Ball 1 is moving to the right at speed Vo when it collides with ball 2 - is initially at rest. After the collision, ball 1 's initial KE decreases by 80% and has a velocity at an angle of 40 degress below the horizontal.
what fraction of the initial KE does ball 2 have after the collision?
To find the fraction of the initial kinetic energy (KE) that ball 2 has after the collision, we need to compare the final KE of ball 2 with its initial KE.
Let's denote the initial KE of ball 1 as KE1(initial) and the initial KE of ball 2 as KE2(initial).
Since ball 1's initial KE decreases by 80%, the final kinetic energy of ball 1, KE1(final), can be calculated as:
KE1(final) = KE1(initial) - 0.8 * KE1(initial)
= 0.2 * KE1(initial)
Now, we know that kinetic energy is proportional to the square of velocity. Therefore, if the initial velocity of ball 1 is Vo, the final velocity (V1(final)) of ball 1 can be calculated using the angle of 40 degrees below the horizontal.

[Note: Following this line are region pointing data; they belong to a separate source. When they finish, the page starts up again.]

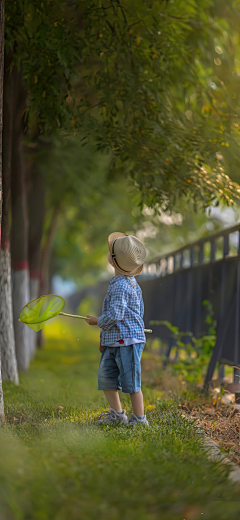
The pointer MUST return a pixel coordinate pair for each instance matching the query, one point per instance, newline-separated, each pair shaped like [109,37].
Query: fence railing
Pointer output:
[175,284]
[205,250]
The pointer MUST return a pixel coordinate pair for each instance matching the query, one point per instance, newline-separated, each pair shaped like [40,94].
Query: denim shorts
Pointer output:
[120,368]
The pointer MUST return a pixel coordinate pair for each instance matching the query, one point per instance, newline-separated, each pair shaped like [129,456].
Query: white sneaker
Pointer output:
[135,420]
[112,417]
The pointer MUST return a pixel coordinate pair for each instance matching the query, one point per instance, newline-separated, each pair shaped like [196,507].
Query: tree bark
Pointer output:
[36,216]
[46,252]
[2,14]
[7,340]
[19,231]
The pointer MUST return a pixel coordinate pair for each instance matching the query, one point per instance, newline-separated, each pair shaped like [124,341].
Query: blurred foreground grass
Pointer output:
[55,464]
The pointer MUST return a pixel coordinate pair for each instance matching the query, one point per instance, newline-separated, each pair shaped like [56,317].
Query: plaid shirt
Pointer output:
[122,311]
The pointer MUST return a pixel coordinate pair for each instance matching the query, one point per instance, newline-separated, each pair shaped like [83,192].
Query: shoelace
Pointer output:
[106,413]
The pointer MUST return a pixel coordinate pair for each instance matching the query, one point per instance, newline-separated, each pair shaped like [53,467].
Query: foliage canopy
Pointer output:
[144,79]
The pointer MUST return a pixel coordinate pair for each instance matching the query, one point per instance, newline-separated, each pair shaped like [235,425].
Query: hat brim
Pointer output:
[111,238]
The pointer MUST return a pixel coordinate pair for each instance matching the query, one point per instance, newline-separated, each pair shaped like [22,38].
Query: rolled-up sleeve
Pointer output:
[118,305]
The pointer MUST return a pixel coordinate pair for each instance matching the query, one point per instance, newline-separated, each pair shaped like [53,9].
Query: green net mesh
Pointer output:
[38,311]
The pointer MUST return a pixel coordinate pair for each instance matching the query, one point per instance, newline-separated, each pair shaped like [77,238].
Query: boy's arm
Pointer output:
[141,308]
[118,304]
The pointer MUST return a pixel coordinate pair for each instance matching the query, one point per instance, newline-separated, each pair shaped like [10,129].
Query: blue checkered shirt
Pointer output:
[122,311]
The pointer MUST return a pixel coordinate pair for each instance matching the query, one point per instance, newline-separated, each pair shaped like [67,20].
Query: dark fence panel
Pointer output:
[178,298]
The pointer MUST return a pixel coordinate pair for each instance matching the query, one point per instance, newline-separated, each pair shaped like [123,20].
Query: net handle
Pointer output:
[85,318]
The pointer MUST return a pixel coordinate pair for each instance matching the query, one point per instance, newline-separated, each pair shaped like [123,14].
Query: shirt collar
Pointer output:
[120,276]
[114,278]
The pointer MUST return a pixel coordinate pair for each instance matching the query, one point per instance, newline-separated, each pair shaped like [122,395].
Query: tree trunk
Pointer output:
[46,252]
[45,262]
[36,217]
[7,340]
[2,14]
[19,231]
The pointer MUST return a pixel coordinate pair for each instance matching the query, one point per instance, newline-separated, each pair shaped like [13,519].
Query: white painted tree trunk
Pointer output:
[20,298]
[7,340]
[34,293]
[2,416]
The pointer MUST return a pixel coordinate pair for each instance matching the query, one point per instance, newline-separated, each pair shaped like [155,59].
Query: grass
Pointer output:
[55,464]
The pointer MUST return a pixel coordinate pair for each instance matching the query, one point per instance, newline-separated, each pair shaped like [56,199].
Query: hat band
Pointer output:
[114,256]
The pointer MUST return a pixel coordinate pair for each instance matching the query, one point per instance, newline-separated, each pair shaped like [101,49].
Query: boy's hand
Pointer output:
[92,320]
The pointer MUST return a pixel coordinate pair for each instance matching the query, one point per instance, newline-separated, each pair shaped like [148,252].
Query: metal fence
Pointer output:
[174,286]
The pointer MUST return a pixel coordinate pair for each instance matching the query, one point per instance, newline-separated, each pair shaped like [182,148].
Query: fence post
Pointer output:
[225,245]
[236,343]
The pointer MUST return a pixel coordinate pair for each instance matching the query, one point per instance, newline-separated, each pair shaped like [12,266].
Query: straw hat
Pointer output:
[128,253]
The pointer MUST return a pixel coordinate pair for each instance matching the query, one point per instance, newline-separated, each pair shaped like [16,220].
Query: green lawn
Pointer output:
[55,464]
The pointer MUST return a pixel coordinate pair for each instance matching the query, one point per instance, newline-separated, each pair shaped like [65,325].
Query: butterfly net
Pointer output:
[38,311]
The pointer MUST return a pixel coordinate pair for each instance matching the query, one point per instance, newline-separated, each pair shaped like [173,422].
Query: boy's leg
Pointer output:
[113,399]
[137,403]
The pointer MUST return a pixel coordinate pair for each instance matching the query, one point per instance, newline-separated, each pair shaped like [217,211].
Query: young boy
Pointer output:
[122,336]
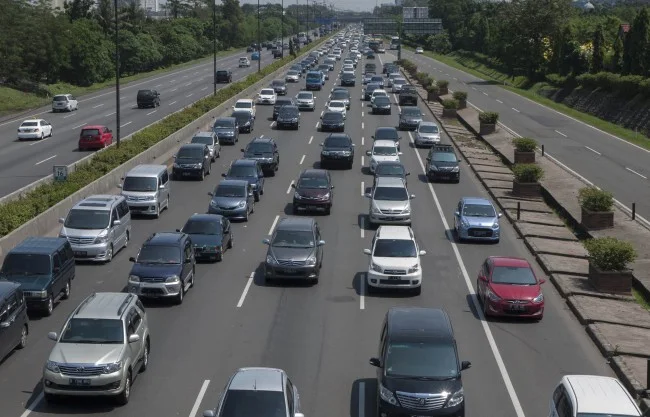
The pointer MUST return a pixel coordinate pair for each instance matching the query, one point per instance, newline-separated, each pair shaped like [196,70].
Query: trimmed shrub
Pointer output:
[610,254]
[595,199]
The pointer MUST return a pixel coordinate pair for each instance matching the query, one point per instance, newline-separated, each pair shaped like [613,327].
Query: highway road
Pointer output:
[603,159]
[323,335]
[22,163]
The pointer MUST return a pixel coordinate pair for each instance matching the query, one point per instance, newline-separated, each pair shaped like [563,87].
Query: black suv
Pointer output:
[192,160]
[442,164]
[418,370]
[337,148]
[223,76]
[264,151]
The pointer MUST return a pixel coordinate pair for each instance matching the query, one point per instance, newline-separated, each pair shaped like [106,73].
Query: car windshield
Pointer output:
[159,254]
[293,239]
[140,183]
[421,360]
[513,275]
[26,264]
[95,331]
[87,219]
[202,227]
[478,210]
[250,403]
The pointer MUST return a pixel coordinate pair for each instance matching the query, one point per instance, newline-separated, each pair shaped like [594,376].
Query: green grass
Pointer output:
[521,86]
[12,101]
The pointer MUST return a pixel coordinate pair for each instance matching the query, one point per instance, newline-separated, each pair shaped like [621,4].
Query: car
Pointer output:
[258,392]
[265,151]
[64,102]
[476,218]
[266,96]
[211,235]
[95,137]
[35,129]
[192,160]
[233,199]
[227,129]
[245,121]
[508,287]
[394,260]
[337,148]
[249,170]
[295,250]
[313,191]
[382,150]
[102,347]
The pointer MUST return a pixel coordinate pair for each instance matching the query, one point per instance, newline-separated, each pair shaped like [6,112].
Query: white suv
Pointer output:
[394,260]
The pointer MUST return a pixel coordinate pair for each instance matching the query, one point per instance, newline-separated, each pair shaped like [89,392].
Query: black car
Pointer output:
[265,151]
[245,120]
[192,160]
[337,148]
[418,370]
[211,235]
[223,76]
[442,164]
[332,122]
[288,117]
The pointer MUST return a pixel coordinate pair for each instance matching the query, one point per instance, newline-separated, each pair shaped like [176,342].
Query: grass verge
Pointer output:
[12,101]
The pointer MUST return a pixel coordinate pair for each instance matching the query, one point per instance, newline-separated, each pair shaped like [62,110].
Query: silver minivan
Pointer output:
[97,227]
[147,189]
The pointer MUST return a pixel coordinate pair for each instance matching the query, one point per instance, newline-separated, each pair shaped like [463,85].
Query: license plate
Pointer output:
[76,382]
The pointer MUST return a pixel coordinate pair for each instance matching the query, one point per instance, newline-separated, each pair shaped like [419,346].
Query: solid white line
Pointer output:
[199,398]
[45,160]
[246,288]
[477,307]
[634,172]
[275,221]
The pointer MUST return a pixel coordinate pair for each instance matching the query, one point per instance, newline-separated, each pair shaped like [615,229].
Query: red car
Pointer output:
[509,287]
[95,137]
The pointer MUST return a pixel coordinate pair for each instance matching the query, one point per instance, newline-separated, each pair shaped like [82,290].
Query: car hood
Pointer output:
[79,353]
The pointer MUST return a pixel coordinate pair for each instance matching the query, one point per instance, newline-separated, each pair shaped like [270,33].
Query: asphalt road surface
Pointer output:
[605,160]
[323,335]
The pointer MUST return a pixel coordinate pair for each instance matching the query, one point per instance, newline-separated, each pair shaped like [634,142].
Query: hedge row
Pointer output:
[15,213]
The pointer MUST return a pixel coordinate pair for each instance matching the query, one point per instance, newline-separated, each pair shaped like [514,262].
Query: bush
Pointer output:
[595,199]
[527,173]
[610,254]
[488,117]
[525,144]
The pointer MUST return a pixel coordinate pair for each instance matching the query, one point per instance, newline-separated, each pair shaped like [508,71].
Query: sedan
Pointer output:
[508,287]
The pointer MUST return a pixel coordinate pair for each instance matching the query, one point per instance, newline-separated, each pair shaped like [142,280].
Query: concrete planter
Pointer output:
[596,220]
[524,157]
[611,282]
[526,189]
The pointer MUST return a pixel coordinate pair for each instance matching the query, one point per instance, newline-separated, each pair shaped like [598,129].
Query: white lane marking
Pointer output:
[199,398]
[477,307]
[246,288]
[275,221]
[45,160]
[636,173]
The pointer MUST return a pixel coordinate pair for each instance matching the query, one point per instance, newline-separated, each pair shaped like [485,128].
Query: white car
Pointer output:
[266,96]
[394,259]
[64,102]
[245,104]
[34,129]
[338,106]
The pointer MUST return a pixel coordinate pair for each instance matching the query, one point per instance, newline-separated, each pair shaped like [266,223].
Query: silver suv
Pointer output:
[103,346]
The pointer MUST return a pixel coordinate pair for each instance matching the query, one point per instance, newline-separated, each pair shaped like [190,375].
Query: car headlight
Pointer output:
[456,398]
[387,395]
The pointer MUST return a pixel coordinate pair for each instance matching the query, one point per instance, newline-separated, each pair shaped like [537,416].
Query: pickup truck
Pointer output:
[408,96]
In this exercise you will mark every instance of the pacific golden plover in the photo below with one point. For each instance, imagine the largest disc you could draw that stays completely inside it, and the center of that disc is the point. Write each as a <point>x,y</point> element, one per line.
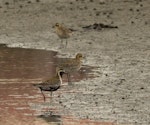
<point>72,65</point>
<point>51,84</point>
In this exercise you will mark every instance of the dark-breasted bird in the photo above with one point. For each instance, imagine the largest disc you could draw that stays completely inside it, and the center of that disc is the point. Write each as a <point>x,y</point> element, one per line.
<point>53,83</point>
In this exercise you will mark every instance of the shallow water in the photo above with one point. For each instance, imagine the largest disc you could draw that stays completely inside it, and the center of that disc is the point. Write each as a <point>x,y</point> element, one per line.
<point>20,101</point>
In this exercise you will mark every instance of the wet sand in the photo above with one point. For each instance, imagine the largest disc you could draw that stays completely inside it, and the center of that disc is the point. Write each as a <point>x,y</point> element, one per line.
<point>119,92</point>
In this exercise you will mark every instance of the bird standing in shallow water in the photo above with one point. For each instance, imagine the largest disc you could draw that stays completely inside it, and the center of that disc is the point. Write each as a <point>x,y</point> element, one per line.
<point>62,32</point>
<point>72,65</point>
<point>51,84</point>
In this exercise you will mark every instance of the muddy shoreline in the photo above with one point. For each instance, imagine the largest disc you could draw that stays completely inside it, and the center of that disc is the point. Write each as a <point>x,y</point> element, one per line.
<point>121,92</point>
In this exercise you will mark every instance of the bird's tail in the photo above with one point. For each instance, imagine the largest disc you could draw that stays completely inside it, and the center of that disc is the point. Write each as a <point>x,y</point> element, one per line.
<point>36,85</point>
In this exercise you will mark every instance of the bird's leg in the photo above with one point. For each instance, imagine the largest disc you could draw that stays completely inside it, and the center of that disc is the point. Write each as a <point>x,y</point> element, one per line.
<point>61,45</point>
<point>51,94</point>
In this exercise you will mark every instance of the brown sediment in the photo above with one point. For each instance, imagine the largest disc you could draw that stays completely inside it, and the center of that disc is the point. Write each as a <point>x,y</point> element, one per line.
<point>20,102</point>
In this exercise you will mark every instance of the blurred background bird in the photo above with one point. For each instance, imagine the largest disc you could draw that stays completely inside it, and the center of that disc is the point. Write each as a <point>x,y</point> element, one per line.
<point>72,65</point>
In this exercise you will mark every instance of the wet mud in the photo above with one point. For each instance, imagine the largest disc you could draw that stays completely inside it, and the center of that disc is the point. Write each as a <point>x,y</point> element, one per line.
<point>20,68</point>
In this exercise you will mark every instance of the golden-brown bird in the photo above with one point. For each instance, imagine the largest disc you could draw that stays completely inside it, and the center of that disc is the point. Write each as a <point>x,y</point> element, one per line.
<point>51,84</point>
<point>63,32</point>
<point>72,65</point>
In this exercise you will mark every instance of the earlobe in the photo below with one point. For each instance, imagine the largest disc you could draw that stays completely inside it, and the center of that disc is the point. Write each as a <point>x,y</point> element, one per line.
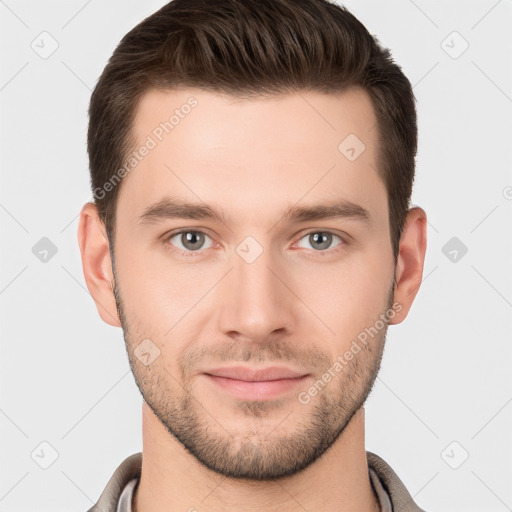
<point>411,258</point>
<point>97,264</point>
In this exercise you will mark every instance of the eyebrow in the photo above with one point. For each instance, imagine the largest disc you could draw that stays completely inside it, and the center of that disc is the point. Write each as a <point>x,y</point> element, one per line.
<point>168,208</point>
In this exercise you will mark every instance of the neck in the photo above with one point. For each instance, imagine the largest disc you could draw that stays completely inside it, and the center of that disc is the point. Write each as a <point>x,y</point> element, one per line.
<point>172,479</point>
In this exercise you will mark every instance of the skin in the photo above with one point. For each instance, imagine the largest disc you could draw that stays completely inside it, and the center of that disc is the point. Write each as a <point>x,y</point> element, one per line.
<point>298,304</point>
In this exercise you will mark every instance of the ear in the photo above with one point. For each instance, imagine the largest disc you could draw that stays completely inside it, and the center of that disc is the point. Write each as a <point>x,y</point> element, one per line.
<point>97,264</point>
<point>411,257</point>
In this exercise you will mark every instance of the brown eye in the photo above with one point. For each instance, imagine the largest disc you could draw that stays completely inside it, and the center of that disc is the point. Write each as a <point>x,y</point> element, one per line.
<point>189,240</point>
<point>321,240</point>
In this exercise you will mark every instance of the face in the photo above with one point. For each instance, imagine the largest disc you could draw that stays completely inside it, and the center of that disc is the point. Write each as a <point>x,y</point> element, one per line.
<point>288,265</point>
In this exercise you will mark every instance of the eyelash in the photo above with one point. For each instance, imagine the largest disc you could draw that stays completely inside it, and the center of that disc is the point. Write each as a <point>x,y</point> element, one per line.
<point>199,253</point>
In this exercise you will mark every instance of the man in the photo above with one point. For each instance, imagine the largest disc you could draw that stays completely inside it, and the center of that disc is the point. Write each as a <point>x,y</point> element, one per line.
<point>252,164</point>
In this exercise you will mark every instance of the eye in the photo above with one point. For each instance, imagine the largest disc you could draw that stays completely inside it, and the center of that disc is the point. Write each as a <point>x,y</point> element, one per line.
<point>189,240</point>
<point>321,240</point>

For simplicity, let's disregard the horizontal and vertical components of the velocities and focus only on the magnitudes. The horizontal component of V1(final) can be calculated as:
V1(final) = Vo * cos(40)
Similarly, the vertical component of V1(final) can be calculated as:
V1(vertical final) = -Vo * sin(40)
During the collision, momentum is conserved. Therefore, the momentum of ball 1 after the collision, P1(final), can be calculated as:
P1(final) = m1 * V1(final)
Here, m1 is the mass of ball 1.
Since ball 2 is initially at rest and the collision is a two-body collision, the momentum of ball 2 after the collision, P2(final), is given by:
P2(final) = m2 * v2(final)
Here, m2 is the mass of ball 2.
Since momentum is conserved, we can equate P1(final) and P2(final) to find the final velocity of ball 2, v2(final):
P1(final) = P2(final)
m1 * V1(final) = m2 * v2(final)
Solving for v2(final), we get:
v2(final) = (m1 / m2) * V1(final)
Now, the final kinetic energy of ball 2, KE2(final), can be calculated using the formula:
KE2(final) = 0.5 * m2 * (v2(final))^2
Substituting the value of v2(final) and simplifying the expression, we have:
KE2(final) = 0.5 * m2 * [(m1 / m2) * V1(final)]^2
= (m1^2 / 2 * m2) * (V1(final))^2
Finally, let's calculate the fraction of the initial KE of ball 2:
Fraction of initial KE of ball 2 = KE2(final) / KE2(initial)
Where KE2(initial) is the initial kinetic energy of ball 2.
Therefore, to find the fraction of the initial KE that ball 2 has after the collision, you need to substitute the given values into the formulas and perform the necessary calculations.